NIGHT DEMON: Darkness Remains

NIGHT DEMON: Darkness Remains

Mit „Curse Of The Damned“ haben NIGHT DEMON 2015 ein richtiges kleines Juwel veröffentlicht. Bodenständiger, deutlich von der NWOBHM beeinflusster Heavy Metal ohne irgendwelche Kapriolen, okkultes Image oder sonstigen Kram. Einfach nur ein knappes Dutzend richtig gute Songs. Mich hat die Band mit ihrem Debüt richtig begeistert, so dass ich mehr als erfreut war zu hören, dass dieses Jahr ein neues Album erscheinen würde. Das vorab veröffentlichte „Welcome To The Night“ war bereits ein mehr als gutes Vorzeichen. Eine packende Up Tempo-Hymne – genau das, was man von NIGHT DEMON erwartet.

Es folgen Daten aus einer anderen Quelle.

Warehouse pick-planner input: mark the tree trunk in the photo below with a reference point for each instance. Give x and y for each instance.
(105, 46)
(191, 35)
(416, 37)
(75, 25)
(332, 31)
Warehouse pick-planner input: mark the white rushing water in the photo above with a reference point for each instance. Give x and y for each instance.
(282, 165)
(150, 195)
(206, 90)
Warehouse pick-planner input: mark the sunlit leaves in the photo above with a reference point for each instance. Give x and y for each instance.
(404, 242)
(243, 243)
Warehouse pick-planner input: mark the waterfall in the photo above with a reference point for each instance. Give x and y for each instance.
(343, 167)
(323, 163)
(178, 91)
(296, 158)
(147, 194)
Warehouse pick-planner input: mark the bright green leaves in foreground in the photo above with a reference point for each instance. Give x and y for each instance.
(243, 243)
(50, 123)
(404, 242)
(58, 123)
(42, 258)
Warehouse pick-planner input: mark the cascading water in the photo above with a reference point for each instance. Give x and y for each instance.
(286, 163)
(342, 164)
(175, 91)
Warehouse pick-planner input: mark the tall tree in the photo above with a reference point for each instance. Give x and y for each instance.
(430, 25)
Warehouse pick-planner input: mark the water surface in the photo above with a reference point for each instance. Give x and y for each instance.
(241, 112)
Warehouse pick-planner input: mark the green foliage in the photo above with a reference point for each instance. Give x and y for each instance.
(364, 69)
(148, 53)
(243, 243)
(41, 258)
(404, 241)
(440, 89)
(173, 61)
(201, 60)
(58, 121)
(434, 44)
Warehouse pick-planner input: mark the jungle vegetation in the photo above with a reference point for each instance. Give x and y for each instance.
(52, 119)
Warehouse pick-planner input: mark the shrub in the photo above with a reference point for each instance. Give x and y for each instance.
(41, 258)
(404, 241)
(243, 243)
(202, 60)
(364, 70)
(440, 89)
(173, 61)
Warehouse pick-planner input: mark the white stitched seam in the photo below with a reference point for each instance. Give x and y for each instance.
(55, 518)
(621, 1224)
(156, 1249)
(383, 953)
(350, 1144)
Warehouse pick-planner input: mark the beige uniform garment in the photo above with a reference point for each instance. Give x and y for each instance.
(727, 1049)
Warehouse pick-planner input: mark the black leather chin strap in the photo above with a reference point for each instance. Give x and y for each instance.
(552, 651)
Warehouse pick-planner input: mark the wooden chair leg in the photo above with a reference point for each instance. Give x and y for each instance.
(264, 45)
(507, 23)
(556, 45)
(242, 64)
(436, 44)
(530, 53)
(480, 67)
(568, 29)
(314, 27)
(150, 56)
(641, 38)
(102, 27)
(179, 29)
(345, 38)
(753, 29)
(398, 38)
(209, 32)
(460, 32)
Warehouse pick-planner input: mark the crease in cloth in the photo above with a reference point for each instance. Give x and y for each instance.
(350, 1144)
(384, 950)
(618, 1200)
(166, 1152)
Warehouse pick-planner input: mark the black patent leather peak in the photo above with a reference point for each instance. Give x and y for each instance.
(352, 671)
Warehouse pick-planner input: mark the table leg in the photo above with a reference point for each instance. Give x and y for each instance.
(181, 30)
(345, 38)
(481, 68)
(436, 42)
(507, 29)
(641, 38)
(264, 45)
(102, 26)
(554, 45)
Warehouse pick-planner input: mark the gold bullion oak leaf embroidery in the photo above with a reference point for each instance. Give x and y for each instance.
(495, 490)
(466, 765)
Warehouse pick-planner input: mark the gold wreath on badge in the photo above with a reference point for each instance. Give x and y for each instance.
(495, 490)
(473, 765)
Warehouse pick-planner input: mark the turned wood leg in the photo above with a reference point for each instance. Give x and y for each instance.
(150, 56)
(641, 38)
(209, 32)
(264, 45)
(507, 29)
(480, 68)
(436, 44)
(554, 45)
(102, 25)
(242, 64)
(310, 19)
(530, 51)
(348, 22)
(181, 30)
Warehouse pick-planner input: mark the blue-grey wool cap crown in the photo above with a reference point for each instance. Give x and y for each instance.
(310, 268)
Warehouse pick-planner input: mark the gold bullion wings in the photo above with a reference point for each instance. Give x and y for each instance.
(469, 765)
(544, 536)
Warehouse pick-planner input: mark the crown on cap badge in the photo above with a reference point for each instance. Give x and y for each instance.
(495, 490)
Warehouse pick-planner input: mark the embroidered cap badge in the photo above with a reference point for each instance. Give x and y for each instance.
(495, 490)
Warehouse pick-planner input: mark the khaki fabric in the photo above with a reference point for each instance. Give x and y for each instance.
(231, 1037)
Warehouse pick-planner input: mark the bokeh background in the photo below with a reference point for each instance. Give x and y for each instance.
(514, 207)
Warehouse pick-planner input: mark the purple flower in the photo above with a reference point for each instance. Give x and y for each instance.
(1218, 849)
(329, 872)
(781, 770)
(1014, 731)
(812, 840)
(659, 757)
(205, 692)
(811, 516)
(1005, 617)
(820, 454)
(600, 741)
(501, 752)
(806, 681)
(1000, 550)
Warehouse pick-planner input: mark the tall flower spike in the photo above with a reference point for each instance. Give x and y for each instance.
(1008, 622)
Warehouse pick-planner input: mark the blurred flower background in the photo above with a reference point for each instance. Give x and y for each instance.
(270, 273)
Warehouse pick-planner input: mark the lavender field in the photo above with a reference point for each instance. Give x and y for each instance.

Und auch der Rest von “Darkness Remains” hält das hohe Niveau. „Maiden Hell“ ist textlich ein Tribut an IRON MAIDEN. Jarvis Leatherby baut hier diverse Songtitel oder Textzeilen der eisernen Jungfrauen in den Text des Songs ein. Das Ergebnis ist einer der besseren solcher Tribut-Texte. Auch was das Songwriting angeht, haben sich NIGHT DEMON dieses mal noch etwas mehr von IRON MAIDEN inspirieren lassen als noch auf dem Debüt. Dabei meine ich vor allem die frühen IRON MAIDEN, was auch bestens zu Leatherby´s Stimme passt, die schon etwas von Paul DiAnno hat. Aber auch andere NWOBHM-Bands wie TANK oder JAGUAR haben ihre Spuren im Sound von NIGHT DEMON auf „Darkness Remains“ hinterlassen.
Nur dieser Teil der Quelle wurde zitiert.